Even with the production of TVs, many of the brands of colour TVs were copies of overseas designs: AWA and EMI were based on British designs and the famous Philips K9 was based on a Dutch design. Nothing innovative of Australian design. Even the made in Carringbah Kriesler was a rebadged Philips K9 with a fancy wooden cabinet. The Penrith made Rank Arena consisted of an assembly and wiring up of circuit boards made by NEC Japan and CRT made by RCA Japan. Another brand to disappear were “Admiral” TVs made in Fairford Rd Padstow. They long left Australia before tariffs had its effect. The factory became the new home of “Metters” in the early 1970s.
So much for innovation. On innovation, in the late 1970s as a child I visited the GE factory in Watson Rd Padstow where stereos and TVs were manufactured. I saw their R&D/laboratory room. The room was no larger than an average-sized lounge room with not enough ‘room to swing a cat’ (cat-o-nine tails not the feline variety). There was no one working these rooms not even a blueprint for the next big consumer electronic device. Even with automation in producing circuit boards, do you really think Australia was going to produce the latest widescreen LCD TVs if tariffs were kept. Methinks not.

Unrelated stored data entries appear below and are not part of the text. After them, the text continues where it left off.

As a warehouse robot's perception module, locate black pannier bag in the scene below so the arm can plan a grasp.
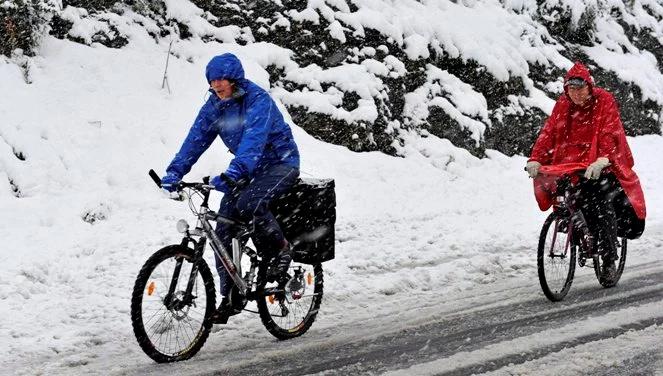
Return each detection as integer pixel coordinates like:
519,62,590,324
270,178,336,264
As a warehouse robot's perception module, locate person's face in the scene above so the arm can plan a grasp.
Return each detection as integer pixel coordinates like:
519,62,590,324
210,79,234,99
566,84,591,106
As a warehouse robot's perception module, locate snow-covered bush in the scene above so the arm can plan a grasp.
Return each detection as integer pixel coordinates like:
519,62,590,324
5,0,663,156
0,0,56,56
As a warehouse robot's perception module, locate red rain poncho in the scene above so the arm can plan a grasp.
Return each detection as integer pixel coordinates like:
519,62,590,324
529,62,647,219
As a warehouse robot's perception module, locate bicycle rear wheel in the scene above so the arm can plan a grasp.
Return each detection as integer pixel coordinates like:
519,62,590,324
594,238,627,288
536,212,576,302
256,262,323,340
131,245,216,363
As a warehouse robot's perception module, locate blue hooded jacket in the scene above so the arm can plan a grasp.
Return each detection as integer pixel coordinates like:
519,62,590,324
166,53,299,181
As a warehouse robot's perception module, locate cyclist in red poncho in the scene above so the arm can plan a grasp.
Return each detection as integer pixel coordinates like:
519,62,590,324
526,62,646,273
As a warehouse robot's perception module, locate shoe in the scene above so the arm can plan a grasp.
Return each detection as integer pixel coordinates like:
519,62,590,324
601,260,617,281
267,243,293,282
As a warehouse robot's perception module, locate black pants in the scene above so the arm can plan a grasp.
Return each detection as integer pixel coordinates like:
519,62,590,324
578,174,623,261
214,165,299,296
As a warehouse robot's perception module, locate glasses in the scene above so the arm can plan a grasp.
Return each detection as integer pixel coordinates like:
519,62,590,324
565,77,587,88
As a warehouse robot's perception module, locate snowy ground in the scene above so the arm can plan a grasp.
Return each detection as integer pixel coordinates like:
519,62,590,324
0,38,663,375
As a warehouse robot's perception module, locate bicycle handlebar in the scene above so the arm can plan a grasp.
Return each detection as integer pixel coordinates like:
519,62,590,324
149,169,214,191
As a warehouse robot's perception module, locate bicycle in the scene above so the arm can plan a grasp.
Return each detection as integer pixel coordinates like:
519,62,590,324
131,170,335,363
537,166,627,302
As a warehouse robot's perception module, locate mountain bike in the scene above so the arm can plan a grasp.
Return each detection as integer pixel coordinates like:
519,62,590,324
131,170,335,363
537,166,627,302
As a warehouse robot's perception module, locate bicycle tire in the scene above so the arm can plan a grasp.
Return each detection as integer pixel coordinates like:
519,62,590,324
536,212,577,302
131,245,216,363
594,238,627,288
256,261,324,340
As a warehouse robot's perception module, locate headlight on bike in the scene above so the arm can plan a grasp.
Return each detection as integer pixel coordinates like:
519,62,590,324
177,219,189,234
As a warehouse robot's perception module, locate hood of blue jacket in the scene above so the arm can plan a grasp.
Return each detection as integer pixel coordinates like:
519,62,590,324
205,53,244,83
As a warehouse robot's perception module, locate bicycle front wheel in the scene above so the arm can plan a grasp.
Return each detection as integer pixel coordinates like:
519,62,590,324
536,213,576,302
256,262,323,340
131,245,216,363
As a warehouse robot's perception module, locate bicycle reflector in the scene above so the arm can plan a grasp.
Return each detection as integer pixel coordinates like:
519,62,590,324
147,281,157,296
177,219,189,234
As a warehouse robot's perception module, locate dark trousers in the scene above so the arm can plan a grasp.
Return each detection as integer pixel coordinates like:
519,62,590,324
579,174,623,260
215,165,299,296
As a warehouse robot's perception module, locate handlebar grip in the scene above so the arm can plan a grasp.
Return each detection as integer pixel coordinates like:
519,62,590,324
221,174,237,188
150,169,161,188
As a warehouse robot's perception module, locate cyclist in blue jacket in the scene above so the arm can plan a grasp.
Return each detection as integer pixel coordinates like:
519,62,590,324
161,53,299,323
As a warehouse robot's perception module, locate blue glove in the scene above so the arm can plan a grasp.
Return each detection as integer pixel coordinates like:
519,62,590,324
209,175,234,193
161,173,182,192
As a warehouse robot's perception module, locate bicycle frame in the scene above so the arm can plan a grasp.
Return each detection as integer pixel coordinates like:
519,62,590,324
550,175,593,260
164,183,258,308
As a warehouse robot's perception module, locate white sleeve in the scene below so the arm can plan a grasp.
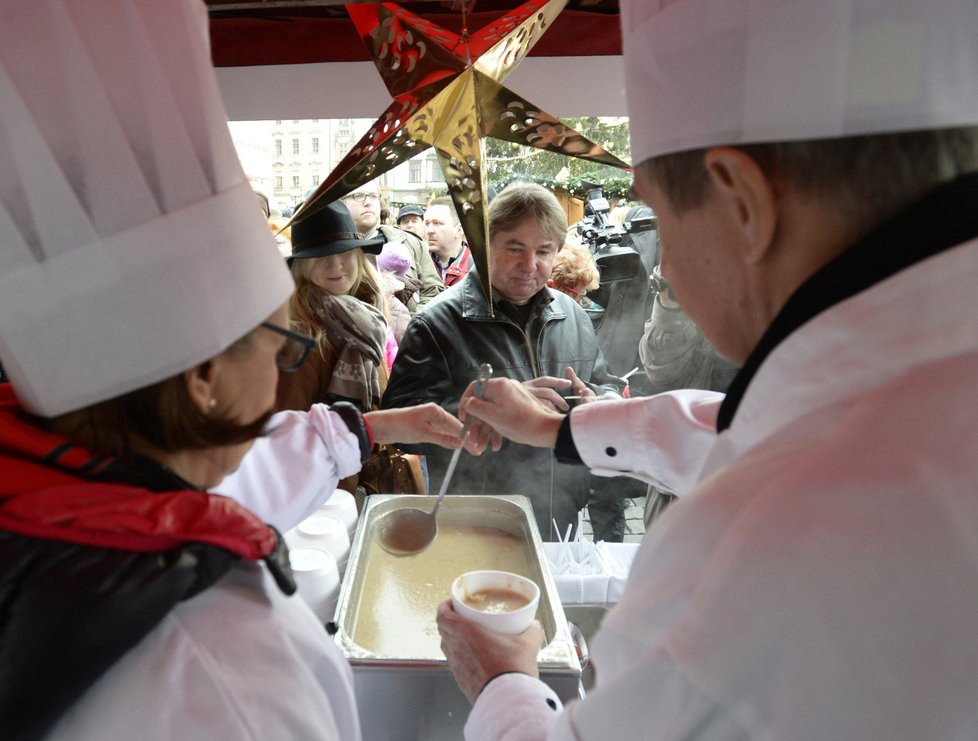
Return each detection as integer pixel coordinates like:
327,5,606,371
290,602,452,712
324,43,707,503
465,673,563,741
211,404,360,532
570,389,724,495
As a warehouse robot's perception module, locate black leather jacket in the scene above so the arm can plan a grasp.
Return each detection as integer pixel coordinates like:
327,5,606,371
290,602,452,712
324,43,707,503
381,271,620,540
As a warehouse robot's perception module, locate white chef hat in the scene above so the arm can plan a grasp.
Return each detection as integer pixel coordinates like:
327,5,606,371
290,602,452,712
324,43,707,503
0,0,293,416
621,0,978,162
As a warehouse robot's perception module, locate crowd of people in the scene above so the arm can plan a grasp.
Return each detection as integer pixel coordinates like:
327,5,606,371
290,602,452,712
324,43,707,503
0,0,978,741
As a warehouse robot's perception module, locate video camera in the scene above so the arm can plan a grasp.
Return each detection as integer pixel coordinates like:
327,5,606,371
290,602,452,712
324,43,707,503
575,181,655,284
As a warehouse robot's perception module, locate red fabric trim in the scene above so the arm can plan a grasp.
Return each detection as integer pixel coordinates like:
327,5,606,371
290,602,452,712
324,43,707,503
0,384,276,560
210,11,621,68
360,415,374,450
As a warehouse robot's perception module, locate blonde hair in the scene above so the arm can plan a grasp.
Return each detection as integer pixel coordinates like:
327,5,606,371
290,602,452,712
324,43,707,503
550,234,601,291
289,247,390,353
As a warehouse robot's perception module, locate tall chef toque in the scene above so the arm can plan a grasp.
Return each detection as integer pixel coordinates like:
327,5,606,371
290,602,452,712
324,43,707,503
0,0,293,416
621,0,978,162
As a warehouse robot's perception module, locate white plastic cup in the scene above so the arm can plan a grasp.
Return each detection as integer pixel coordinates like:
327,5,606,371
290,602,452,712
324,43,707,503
452,571,540,635
293,512,350,576
317,489,357,542
289,548,340,623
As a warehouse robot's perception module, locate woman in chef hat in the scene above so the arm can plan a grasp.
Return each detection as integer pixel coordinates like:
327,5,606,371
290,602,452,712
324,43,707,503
0,0,461,740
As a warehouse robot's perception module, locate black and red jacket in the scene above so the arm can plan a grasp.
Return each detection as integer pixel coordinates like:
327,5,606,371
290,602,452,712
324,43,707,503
0,384,295,739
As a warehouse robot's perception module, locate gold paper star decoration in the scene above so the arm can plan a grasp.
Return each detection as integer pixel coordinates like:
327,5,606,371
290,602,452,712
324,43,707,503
296,0,628,311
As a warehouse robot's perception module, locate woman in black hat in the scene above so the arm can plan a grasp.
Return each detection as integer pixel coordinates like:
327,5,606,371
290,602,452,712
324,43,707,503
277,201,396,412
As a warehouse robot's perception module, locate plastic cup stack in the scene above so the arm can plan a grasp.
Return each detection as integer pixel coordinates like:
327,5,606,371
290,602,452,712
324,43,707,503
285,512,350,577
317,489,357,542
289,548,340,623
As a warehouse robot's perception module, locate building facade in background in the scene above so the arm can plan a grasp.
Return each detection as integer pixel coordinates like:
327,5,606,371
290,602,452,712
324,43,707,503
229,118,446,212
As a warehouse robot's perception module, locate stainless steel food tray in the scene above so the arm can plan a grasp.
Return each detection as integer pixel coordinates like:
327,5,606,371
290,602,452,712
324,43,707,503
335,495,581,741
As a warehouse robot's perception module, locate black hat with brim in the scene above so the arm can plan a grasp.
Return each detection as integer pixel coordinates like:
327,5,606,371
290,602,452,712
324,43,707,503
397,203,424,224
287,201,387,265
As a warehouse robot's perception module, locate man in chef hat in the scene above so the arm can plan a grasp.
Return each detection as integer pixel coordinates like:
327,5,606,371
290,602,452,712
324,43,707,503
439,0,978,741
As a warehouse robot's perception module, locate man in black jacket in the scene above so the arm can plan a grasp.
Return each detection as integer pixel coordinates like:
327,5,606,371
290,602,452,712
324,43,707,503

You could argue that about whether tariffs would have protected the clothing and footwear industry in Australia. If it’s wages were the problem as to the cost of shoes why are customers prepared to pay big after-tax dollars, say several hundred dollars for sporting shoes made in cheap labour countries. If the shoes were made here and sold for several hundred dollars, the manufacturer would still have a healthy profit. If wages are big problem, why are we still paying the same if not more for petrol that was once manufactured at Kurnell, Botany and Clyde? This suggests that price alone is not necessarily a determining factor in making a purchasing decision. For example when Kelvinators and Simpson whitegoods ceased manufacturing in Orange a few years ago, this was over 40 years after tariffs were reduced and wage growth leading up to the closure was stagnant.
It leads to my second point to the demise of the car industry where there was a tariff present at the demise of Holden, Ford and Toyota. That tariff was the luxury car tax for cars over $60000.

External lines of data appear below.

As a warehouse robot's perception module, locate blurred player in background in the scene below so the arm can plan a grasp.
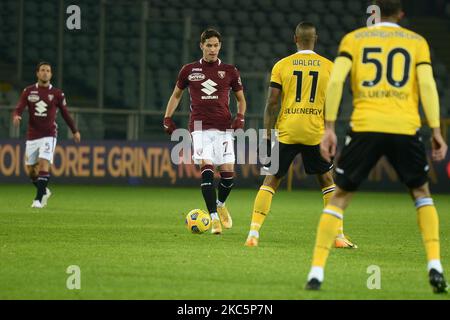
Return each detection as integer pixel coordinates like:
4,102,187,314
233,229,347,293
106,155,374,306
245,22,356,248
13,62,81,208
306,0,447,293
164,29,246,234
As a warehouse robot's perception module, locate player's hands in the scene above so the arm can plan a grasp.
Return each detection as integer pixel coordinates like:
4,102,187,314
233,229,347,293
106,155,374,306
431,128,448,161
163,117,177,134
231,113,245,130
73,131,81,143
13,115,22,128
320,129,337,162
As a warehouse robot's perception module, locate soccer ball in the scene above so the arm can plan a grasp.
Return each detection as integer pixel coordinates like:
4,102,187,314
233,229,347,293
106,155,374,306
185,209,211,233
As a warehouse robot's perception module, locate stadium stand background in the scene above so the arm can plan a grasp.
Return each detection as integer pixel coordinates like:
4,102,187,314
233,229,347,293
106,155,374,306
0,0,450,140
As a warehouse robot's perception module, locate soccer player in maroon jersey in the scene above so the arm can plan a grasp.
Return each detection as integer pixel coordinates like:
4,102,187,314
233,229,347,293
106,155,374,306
164,29,247,234
13,62,81,208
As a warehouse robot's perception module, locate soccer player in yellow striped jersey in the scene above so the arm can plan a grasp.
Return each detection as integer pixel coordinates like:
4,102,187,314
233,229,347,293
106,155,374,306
306,0,447,293
245,22,356,248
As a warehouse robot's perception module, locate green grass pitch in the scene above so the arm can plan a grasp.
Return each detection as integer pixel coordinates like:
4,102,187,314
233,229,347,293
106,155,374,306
0,184,450,299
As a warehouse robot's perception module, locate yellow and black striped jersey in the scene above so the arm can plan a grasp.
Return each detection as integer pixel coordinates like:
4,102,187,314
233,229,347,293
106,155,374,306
270,50,333,145
339,22,431,135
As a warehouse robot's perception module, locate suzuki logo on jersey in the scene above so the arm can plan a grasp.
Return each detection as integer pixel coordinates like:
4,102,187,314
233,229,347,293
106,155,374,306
34,100,48,117
202,79,217,95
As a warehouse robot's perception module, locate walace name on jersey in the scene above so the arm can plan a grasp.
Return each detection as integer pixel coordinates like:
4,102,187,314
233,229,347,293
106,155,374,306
292,59,320,67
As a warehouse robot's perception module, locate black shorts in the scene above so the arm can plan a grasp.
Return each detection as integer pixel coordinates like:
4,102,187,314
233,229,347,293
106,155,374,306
336,131,429,191
275,142,333,179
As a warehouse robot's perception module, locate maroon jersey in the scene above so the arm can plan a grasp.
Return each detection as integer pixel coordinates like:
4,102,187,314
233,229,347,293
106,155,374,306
177,59,243,132
14,83,78,140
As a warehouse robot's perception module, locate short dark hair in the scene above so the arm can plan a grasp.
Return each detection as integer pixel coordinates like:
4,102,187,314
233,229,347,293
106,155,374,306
373,0,403,17
200,28,222,43
36,61,52,72
295,21,317,44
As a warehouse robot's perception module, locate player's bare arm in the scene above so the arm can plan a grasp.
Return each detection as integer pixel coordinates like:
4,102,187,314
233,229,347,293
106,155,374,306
264,87,281,139
431,128,448,161
320,121,337,161
320,57,352,161
164,85,183,134
417,64,448,161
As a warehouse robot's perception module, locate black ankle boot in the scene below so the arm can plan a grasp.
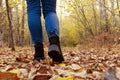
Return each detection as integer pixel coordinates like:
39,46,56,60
48,31,64,63
34,42,44,61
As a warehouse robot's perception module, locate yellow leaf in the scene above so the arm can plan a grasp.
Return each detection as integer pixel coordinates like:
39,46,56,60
57,76,74,80
10,69,21,77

I have already discussed elsewhere on Jim’s blog that Holden and Ford left because they weren’t supplying what the market wanted, which was either SUVs or small cars. Holden Commodore sales have fallen from over 100 000 units 20 years ago to less than 27 000. I have also mentioned tToyota could have continued production at Altona and exporting world-wide because they could not get a reliable source of parts suppliers due to the demise of Holden and Ford.
Going back to the luxury tax on cars over $60 000, one could have bought a Calais for $55 000 or a Statesman for $65 000. The cars had all the bells and whistles for a car with the Statesman having the longest wheelbases in the world, especially for those sitting in the back of the car. Similarly, the luxury car tax did not encourage people to purchase the LTD with all the bells and whistles. The LTD ceased production in 2007. We could also ask why haven’t sales of Holden HSV cars continued to compete against say an MB AMG.
In summary, price and tariff protection or luxury car protection did not necessarily protect industry when people’s tastes change. Perhaps the removal of tariffs were a catalyst to the end of industry as we know it rather than keeping the status quo of secondary industry in Australia.
Regards
Anthony of exciting and downtown Belfield.